Friday, June 6, 2008 : Permalink

Bloomberg – Value Partners Group Ltd., Asia’s second-largest hedge fund manager by assets, said worsening returns in the industry may lead to bigger firms taking over smaller rivals.

“I think the industry may go through certain consolidation,” said Chief Executive Officer Franco Ngan in an e-mail. “Our company is financially strong and will keep an open mind to explore if appropriate opportunities arise.”

Asian hedge funds, dominated by equity-focused managers, have struggled with negative returns and redemptions this year, after the end of a five-year stock rally. Hong Kong’s Hang Seng Index has tumbled 23 percent from an Oct. 30 record and Japan’s Topix index has fallen 19 percent in the past year.

Eurekahedge’s Asian hedge fund index dropped 5.2 percent this year, based on preliminary data for May.
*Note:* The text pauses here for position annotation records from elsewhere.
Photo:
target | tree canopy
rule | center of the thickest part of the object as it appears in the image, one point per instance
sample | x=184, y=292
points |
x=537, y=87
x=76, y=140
That’s the worst start to a year since the Singapore-based company began compiling data in 2000, and the worst performance among six regional indexes Eurekahedge compiles.

Smaller, younger firms that have never weathered a market slump may struggle to attract and retain money as the global fallout from surging home loan delinquencies in the U.S. erodes appetite for risk.

“Institutional investors are becoming more and more demanding in terms of proper infrastructure such as risk control, compliance, operation, information technology, client services and reporting,” Ngan said. “The situation is more challenging for smaller boutiques with a relatively short track record.”